Comparison of MS trials baseline characteristics
Comparison of MS trials baseline characteristics
Background
The advent of therapies in MS has revolutionized its management. Several treatment options are now available to people with MS. As a consequence, it may become difficult to determine which one is best for a given patient. To make this decision, clear and objective comparisons of treatment characteristics are required. Such comparisons, to be reliable, would require the absence or at least the control of any confounding factor (such as medical history or age of the patient) that may bias the interpretation of clinical benefits or side effects. Patient characteristics at baseline (i.e. prior to treatment) are important confounding factors.Data display
The below interactive parallel coordinates visualization presents the group-level baseline characteristics of 33 phase III or phase IV randomized controlled clinical trials in RRMS patients. The data were gathered from the articles presenting the main results of each trial respectively. This interactive plot allows you to compare baseline characteristics between trials. Select up to four trial names to enable the comparison.Mouse over the points and/or lines to reveal the specific trial/group values.
Note: In case of missing data (e.g. FREEDOMS II or PRISMS), the segmented line is interrupted but the points on the following axes (if any) are displayed.
One should not expect patient populations involved in various trials to be strictly identical. However, it is important to get a sense of how different these groups of patients are at baseline (i.e., before any treatment is taken), before conducting any between-trial comparisons.
Looking across all studies, the typical group of RRMS patients at baseline would have the following characteristics:
- ~70% women
- patients of 36 years of age,
- having experienced ~1.5 relapses during the year before entry in the study,
- with 1st symptoms of MS having appeared approximately 7 years ago,
- a disability (EDSS) score of 2.5,
- the brain images revealing 2 gadolinium-enhanced lesions, a T2 lesion volume of about 9 cm3, and a brain volume of 1500 cm3.

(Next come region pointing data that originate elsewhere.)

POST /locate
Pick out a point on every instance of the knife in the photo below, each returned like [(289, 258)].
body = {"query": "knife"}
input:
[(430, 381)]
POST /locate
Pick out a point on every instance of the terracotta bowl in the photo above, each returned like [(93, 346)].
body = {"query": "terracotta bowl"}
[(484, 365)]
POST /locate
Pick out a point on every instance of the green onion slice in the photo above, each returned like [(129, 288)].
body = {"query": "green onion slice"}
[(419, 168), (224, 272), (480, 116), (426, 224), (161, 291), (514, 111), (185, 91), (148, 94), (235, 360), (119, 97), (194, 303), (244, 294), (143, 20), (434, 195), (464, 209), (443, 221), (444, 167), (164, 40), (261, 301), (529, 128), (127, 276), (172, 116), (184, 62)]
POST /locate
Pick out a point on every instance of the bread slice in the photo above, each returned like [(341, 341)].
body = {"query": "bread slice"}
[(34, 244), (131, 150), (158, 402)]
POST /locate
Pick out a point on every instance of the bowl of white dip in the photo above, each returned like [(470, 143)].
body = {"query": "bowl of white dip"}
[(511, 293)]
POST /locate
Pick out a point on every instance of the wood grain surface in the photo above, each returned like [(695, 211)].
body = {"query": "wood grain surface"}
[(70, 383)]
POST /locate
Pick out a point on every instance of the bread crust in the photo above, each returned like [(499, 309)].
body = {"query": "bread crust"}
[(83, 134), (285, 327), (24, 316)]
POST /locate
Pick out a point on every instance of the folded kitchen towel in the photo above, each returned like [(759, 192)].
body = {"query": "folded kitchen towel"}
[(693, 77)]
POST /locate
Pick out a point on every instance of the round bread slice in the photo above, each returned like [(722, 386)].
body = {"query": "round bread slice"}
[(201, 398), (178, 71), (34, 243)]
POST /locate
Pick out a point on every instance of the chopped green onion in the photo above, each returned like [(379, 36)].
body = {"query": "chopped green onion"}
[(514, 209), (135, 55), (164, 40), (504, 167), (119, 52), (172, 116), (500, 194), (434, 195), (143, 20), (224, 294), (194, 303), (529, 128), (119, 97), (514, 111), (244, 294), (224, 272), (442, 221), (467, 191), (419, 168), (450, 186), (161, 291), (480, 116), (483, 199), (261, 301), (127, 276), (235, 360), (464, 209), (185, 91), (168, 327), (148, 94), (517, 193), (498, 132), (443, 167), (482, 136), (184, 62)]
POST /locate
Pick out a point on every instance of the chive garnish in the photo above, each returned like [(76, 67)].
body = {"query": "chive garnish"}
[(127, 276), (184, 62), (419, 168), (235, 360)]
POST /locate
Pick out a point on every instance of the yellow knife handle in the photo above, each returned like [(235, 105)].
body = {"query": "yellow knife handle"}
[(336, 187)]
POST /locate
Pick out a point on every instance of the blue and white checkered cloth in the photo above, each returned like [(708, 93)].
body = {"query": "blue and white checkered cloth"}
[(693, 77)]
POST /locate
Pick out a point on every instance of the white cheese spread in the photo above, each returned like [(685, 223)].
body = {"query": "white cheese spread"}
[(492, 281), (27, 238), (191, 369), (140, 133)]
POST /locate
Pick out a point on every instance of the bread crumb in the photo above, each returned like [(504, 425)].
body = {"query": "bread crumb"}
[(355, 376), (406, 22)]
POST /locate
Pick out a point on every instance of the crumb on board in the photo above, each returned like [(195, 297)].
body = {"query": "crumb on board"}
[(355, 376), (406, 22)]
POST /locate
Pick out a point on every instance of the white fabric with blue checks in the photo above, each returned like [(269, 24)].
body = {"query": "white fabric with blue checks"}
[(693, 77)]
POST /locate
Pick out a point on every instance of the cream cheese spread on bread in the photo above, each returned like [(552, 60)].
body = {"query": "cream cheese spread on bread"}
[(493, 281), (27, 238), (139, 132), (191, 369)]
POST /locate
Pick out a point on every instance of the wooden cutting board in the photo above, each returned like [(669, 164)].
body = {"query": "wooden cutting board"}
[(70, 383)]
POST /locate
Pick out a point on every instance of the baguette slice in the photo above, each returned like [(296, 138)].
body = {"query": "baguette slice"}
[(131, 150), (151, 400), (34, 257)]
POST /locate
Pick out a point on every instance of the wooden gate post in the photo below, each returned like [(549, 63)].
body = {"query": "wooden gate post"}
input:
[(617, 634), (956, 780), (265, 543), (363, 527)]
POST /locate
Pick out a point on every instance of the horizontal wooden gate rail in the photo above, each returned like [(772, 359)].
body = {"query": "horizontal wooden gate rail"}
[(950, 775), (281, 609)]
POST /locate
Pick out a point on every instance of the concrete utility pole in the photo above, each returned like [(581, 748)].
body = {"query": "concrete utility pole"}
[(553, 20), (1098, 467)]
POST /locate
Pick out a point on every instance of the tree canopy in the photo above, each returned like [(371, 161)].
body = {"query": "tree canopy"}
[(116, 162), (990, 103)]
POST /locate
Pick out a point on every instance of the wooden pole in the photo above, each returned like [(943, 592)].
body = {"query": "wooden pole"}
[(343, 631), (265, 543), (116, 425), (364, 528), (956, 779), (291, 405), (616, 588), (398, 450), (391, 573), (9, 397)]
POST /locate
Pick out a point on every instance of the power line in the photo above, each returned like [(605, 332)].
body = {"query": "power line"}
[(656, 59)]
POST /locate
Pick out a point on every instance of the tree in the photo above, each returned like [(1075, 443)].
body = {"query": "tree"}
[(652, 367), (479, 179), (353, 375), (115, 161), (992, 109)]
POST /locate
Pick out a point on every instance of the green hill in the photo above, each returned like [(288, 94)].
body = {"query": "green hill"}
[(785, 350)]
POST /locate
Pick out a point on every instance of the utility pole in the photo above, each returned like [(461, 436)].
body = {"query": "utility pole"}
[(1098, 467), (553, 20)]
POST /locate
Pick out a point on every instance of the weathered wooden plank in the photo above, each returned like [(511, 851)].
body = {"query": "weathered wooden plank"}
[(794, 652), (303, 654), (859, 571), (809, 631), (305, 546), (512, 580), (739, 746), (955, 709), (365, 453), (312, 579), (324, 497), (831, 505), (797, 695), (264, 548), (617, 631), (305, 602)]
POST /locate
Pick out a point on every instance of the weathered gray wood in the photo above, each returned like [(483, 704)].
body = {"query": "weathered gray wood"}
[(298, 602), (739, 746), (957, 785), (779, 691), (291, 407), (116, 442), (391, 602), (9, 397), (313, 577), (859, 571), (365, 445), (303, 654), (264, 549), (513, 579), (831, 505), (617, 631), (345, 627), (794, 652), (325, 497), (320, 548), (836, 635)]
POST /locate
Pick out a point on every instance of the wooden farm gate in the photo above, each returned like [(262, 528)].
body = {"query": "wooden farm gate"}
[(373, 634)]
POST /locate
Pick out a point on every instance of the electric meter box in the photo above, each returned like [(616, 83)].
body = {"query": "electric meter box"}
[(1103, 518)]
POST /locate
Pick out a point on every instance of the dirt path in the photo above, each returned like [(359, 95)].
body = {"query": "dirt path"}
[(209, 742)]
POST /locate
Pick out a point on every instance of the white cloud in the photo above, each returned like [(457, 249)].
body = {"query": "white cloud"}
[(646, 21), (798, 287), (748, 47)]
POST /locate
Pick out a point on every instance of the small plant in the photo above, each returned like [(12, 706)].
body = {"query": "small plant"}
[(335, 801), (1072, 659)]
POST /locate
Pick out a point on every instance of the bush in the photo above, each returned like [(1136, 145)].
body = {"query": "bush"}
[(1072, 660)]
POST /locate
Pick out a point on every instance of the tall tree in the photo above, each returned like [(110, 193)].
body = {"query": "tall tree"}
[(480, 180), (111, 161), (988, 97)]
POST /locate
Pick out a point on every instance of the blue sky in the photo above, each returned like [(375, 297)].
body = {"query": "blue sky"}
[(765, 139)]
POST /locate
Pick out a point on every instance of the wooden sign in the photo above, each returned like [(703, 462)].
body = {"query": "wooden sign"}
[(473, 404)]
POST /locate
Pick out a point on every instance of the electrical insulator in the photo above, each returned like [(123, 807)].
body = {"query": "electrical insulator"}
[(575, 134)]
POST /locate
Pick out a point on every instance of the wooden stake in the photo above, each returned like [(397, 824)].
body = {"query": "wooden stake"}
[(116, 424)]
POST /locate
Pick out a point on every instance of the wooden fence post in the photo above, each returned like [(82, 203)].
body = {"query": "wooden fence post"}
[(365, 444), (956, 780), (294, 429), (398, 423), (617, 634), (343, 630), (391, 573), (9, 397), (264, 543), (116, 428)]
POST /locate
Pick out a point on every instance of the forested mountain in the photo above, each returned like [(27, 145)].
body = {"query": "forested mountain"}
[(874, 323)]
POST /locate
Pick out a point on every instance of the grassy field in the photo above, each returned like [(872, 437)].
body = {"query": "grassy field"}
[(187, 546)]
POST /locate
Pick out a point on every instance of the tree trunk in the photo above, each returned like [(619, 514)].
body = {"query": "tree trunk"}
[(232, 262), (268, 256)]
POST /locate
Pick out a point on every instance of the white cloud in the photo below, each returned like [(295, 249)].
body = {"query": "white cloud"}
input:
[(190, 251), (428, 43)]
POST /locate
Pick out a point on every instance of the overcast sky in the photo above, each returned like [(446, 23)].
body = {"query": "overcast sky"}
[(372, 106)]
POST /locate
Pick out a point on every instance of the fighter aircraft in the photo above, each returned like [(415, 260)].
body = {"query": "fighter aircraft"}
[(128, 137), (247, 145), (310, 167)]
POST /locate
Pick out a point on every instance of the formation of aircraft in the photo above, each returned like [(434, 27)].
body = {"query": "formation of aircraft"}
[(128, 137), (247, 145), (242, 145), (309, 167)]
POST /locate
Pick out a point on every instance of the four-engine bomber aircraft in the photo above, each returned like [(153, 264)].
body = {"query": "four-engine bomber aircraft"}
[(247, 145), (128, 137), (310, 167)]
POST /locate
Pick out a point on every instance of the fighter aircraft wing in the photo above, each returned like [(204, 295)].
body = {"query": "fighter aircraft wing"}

Further digging is possible. For instance, let's focus on AFFIRM and CLARITY trials. Differences can be noticed between these trials concerning disease duration (MSdur), patient disability (EDSS) and Gd-enhancing lesion characteristics at baseline. Such differences would have to be accounted for when comparing the outcomes of these two trials.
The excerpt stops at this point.